Constant folding with Quantize (#1833)

vdevaram · Adam Procter · commit 6db5620f6f42 · 2018-10-17T14:38:49.000-07:00
* Constant folding with Quantize

* updated with review comments
diff --git a/src/ngraph/pass/constant_folding.cpp b/src/ngraph/pass/constant_folding.cpp
@@ -29,6 +29,7 @@
 #include "ngraph/op/multiply.hpp"
 #include "ngraph/op/negative.hpp"
 #include "ngraph/op/pad.hpp"
+#include "ngraph/op/quantize.hpp"
 #include "ngraph/op/reshape.hpp"
 #include "ngraph/op/subtract.hpp"
 #include "ngraph/pattern/matcher.hpp"
@@ -43,6 +44,7 @@
 #include "ngraph/runtime/reference/multiply.hpp"

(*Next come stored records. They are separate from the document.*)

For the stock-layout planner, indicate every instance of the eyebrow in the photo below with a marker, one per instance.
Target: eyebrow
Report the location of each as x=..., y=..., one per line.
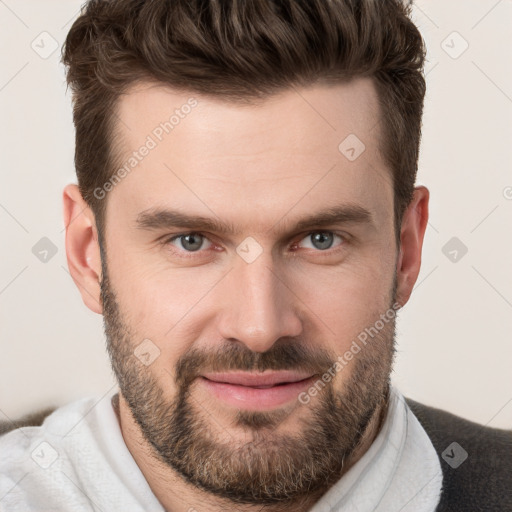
x=157, y=219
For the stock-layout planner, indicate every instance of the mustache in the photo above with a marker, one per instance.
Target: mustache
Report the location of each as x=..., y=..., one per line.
x=230, y=356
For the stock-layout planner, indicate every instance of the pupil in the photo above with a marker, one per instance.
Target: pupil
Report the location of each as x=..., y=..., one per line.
x=322, y=240
x=192, y=242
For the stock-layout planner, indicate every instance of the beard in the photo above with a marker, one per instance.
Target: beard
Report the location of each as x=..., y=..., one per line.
x=270, y=467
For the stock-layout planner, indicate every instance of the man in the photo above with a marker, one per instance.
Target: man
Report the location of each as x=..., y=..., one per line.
x=247, y=223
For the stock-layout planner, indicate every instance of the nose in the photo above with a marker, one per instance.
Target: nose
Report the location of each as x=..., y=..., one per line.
x=258, y=307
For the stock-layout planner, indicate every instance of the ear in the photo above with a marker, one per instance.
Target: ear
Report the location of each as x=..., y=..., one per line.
x=82, y=248
x=414, y=224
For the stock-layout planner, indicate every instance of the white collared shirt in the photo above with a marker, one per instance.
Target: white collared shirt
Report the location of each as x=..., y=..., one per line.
x=77, y=461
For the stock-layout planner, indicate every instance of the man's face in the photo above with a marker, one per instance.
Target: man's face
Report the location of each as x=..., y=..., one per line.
x=273, y=283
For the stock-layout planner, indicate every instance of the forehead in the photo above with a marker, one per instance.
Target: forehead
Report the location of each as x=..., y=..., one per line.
x=294, y=151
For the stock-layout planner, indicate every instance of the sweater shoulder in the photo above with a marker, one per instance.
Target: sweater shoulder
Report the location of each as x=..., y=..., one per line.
x=476, y=460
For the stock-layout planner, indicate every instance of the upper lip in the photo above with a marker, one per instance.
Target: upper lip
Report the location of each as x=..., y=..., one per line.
x=257, y=379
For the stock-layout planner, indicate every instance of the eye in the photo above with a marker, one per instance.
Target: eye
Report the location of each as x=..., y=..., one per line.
x=190, y=242
x=321, y=240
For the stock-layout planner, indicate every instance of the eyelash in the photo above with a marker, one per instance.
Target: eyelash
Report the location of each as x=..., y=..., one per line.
x=191, y=254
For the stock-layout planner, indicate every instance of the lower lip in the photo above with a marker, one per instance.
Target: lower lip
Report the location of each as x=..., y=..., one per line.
x=245, y=397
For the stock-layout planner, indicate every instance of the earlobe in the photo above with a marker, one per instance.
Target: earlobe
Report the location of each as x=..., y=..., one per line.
x=82, y=248
x=414, y=224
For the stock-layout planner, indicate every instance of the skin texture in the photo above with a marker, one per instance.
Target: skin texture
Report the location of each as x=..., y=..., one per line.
x=260, y=169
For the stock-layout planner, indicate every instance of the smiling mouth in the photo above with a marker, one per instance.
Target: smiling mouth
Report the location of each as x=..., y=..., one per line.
x=256, y=391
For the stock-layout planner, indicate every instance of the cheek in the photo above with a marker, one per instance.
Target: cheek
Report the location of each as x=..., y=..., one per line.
x=346, y=300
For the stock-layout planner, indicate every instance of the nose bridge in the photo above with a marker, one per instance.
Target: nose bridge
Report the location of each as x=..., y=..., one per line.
x=259, y=309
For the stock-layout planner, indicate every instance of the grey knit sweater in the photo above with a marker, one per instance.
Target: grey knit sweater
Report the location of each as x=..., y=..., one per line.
x=483, y=482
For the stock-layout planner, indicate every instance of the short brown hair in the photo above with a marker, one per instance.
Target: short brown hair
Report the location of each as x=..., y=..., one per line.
x=240, y=51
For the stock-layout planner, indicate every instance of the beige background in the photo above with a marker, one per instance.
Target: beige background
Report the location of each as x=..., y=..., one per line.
x=454, y=341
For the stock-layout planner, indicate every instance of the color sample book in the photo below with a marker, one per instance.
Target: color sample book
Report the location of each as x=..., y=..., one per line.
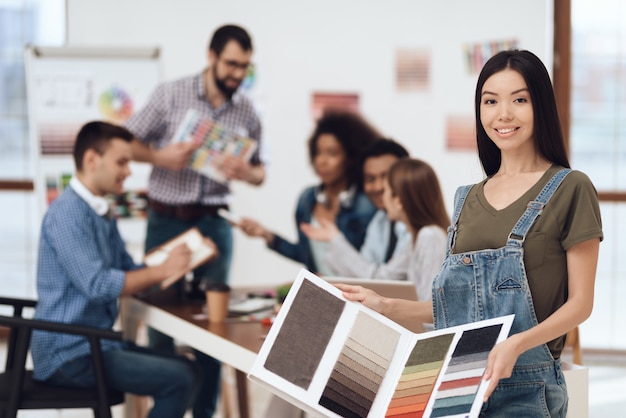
x=336, y=358
x=216, y=143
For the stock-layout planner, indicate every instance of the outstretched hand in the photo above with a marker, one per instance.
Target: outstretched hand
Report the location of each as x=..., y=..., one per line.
x=178, y=259
x=500, y=363
x=364, y=295
x=326, y=230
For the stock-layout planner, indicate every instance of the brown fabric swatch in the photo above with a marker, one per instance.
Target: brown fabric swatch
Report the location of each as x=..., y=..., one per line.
x=304, y=334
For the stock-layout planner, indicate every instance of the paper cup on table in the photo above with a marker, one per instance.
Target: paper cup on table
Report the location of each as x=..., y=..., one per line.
x=217, y=296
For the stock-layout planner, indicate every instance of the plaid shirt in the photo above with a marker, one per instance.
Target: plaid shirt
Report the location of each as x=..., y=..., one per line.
x=156, y=124
x=81, y=270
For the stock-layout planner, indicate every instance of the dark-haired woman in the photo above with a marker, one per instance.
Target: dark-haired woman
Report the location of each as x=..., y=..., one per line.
x=523, y=241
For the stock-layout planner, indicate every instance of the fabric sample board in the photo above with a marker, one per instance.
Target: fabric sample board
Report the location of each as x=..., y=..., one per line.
x=360, y=369
x=419, y=376
x=461, y=380
x=304, y=335
x=335, y=358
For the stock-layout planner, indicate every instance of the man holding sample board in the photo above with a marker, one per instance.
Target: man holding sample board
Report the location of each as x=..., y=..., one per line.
x=180, y=197
x=83, y=268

 #include "ngraph/runtime/reference/negate.hpp"
 #include "ngraph/runtime/reference/pad.hpp"
+#include "ngraph/runtime/reference/quantize.hpp"
 #include "ngraph/runtime/reference/reshape.hpp"
 #include "ngraph/runtime/reference/subtract.hpp"
 
@@ -529,3 +531,81 @@ void ngraph::pass::ConstantFolding::construct_constant_dequantize()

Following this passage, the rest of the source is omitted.